Cet été, c’est une nouvelle échelle de classement de performance énergétique des logements qui sera affichée sur les annonces immobilières ou présentée lors de ventes ou locations. La refonte du diagnostic de performance énergétique ou DPE a été entérinée par la loi ELAN promulguée en 2018. Dès le 1er juillet 2021, les nouveaux diagnostics seront alors opposables.

Sur quels critères repose-t-il dorénavant ? D’abord une nouvelle méthode de calcul qui balaie celle qui se basait sur « la facture énergétique », peu fiable. Le DPE s’appuie désormais sur les caractéristiques physiques du logement : bâti, qualité de l’isolation, type de fenêtres ou système de chauffage. Mais aussi la performance du bâtiment : consommations énergétiques en matière d’éclairage et d’auxiliaires, mise à jour des scénarii météorologiques, prise en compte des équipements les plus récents ou encore calcul thermique amélioré…

En terme d’affichage, couleurs et lettres sont conservées. Elles sont complétées par une étiquette climat avec les émissions de gaz à effet de serre ainsi qu’une estimation de la facture dès le 1er janvier 2022. Le nouveau DPE constitue également un document plus fourni avec des informations complémentaires : confort d’été, qualité de l’isolation,… et des recommandations de travaux et bons usages du logement, et cela rendu possible pour les logements individuels comme pour les copropriétés.

Le classement des logements, quant à lui, se base sur l’énergie primaire et les émissions de gaz à effet de serre.

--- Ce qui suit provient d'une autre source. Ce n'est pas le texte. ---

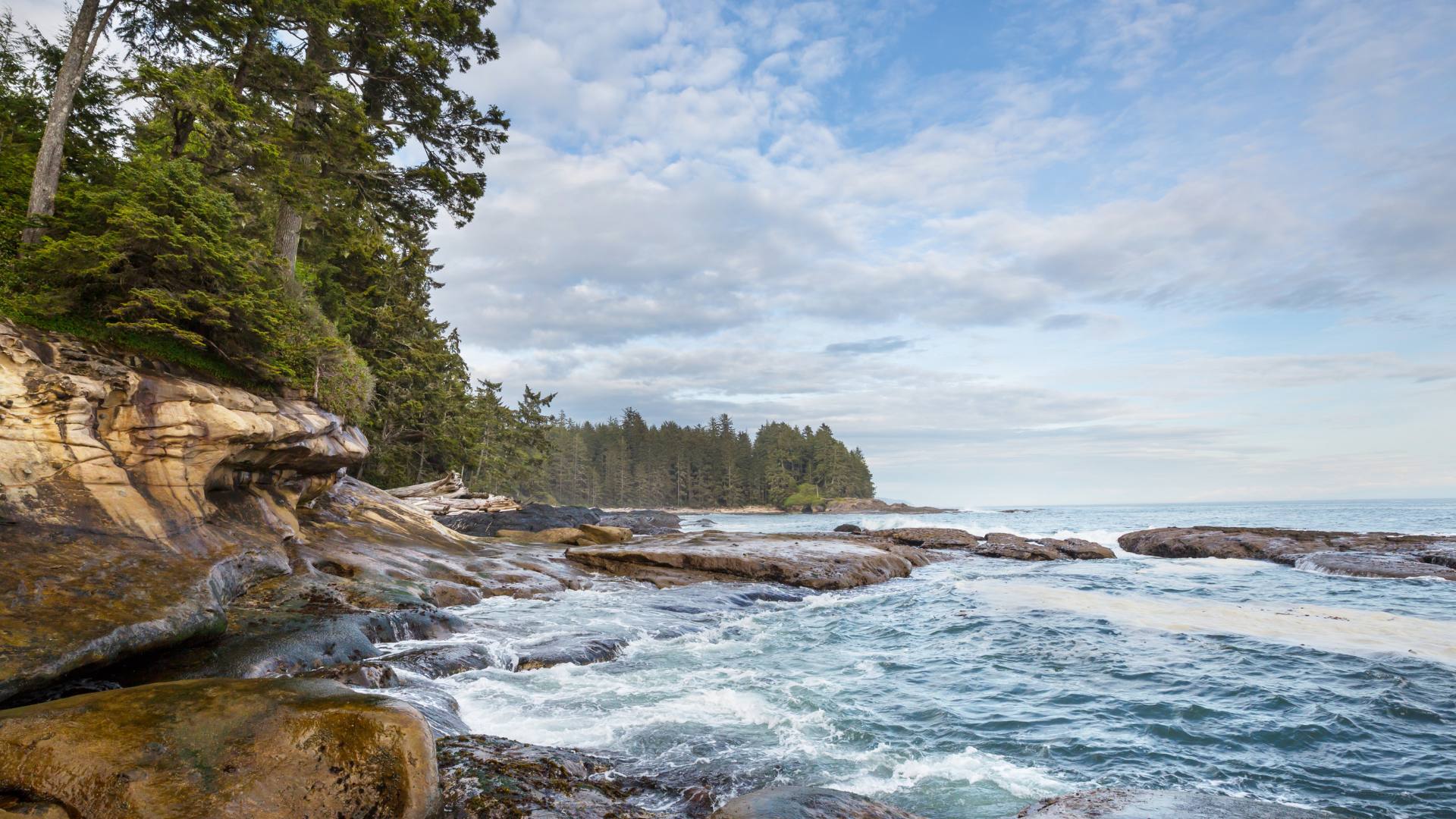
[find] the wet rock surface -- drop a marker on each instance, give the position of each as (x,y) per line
(1372,554)
(644,522)
(530,518)
(497,779)
(813,561)
(807,803)
(998,544)
(1161,805)
(929,537)
(223,748)
(576,651)
(848,506)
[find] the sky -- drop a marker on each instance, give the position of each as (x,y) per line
(1106,251)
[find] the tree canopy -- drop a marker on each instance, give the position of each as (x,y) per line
(628,463)
(251,215)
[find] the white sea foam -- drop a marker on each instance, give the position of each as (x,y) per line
(970,765)
(1337,630)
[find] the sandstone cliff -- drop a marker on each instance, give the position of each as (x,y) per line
(136,503)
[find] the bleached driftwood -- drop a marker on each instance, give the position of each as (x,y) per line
(449,496)
(450,485)
(456,504)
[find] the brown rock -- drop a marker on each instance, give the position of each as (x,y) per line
(558,535)
(223,748)
(599,535)
(1076,548)
(1116,803)
(929,538)
(1015,547)
(484,777)
(814,561)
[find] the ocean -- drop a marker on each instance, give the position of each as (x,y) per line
(977,686)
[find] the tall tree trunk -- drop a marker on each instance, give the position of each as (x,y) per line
(85,36)
(287,232)
(290,219)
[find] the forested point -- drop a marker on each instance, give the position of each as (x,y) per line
(221,186)
(628,463)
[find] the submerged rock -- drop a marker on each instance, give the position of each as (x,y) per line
(1114,803)
(929,537)
(223,748)
(874,506)
(814,561)
(576,651)
(807,803)
(530,518)
(1076,548)
(598,535)
(998,544)
(20,808)
(644,521)
(1015,547)
(1373,554)
(485,777)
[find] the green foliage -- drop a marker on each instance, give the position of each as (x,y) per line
(628,463)
(807,494)
(165,223)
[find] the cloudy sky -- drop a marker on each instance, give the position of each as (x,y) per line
(1019,253)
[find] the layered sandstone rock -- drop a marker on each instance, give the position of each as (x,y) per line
(145,509)
(813,561)
(490,779)
(998,544)
(223,748)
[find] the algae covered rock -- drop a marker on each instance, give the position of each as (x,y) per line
(485,777)
(601,535)
(223,748)
(1116,803)
(814,561)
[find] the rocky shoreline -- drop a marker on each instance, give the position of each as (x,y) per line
(196,595)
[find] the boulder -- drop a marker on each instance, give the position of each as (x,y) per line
(446,659)
(644,522)
(561,535)
(1076,548)
(1114,803)
(814,561)
(485,777)
(807,803)
(530,518)
(223,748)
(875,506)
(1015,547)
(1372,554)
(599,535)
(929,537)
(18,808)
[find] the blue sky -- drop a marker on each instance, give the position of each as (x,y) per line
(1019,253)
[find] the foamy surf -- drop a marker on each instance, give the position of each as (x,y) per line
(1337,630)
(968,767)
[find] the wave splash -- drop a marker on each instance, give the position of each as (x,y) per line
(1327,629)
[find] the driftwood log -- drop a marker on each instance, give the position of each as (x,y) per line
(449,496)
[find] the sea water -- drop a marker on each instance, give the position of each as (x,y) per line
(977,686)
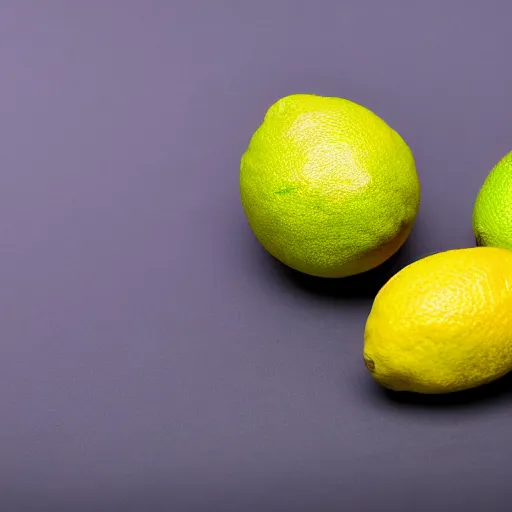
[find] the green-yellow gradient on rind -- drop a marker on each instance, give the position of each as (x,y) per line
(492,212)
(327,186)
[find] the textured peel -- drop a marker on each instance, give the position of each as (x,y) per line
(327,186)
(443,323)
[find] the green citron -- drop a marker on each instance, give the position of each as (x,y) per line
(492,213)
(327,186)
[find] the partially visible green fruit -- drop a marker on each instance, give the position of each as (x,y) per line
(492,212)
(328,187)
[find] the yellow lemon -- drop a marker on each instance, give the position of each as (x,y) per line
(443,323)
(327,186)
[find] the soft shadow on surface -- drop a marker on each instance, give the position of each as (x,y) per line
(499,390)
(362,286)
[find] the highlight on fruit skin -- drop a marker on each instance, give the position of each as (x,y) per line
(443,323)
(328,187)
(492,211)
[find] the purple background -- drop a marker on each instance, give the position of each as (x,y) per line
(153,356)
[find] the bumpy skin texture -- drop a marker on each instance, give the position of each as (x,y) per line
(492,213)
(328,187)
(443,323)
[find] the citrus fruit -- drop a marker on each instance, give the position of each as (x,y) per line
(443,323)
(492,212)
(328,187)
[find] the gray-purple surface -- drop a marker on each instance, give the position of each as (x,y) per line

Un double-seuil fixé pour une cohérence avec les orientations nationales de réduction de ces émissions. Il ne changera pas le nombre global de passoires thermiques mais modifiera en moyenne d’une classe les logements. Pour les étiquettes F et G, les changements seront notables « principalement pour des logements aujourd’hui chauffés au fioul (environ 600 000) et dans une moindre mesure des logements chauffés au gaz (environ 200 000). En sens inverse, environ 600 000 logements chauffés à l’électricité et 200 000 logements chauffés au bois ne seront plus considérés comme des passoires énergétiques », indique-t-on du côté du ministère de la transition écologique.

Avec les 4,8 millions de passoires thermiques identifiées, le nouveau DPE est un moyen d’en faire la chasse. Particulièrement les 1,8 millions de logements locatifs classés en étiquettes F et G. Un engagement qui va dans le sens de la Convention citoyenne pour le climat et le projet de loi Climat et résilience portés par Barbara Pompili et interdisant les passoires énergétiques à la location d’ici 2028.

Les trois arrêtés ministériels mettant en œuvre le nouveau DPE seront soumis à la consultation du public et des instances obligatoires dans les prochains jours avant publication au mois de mars.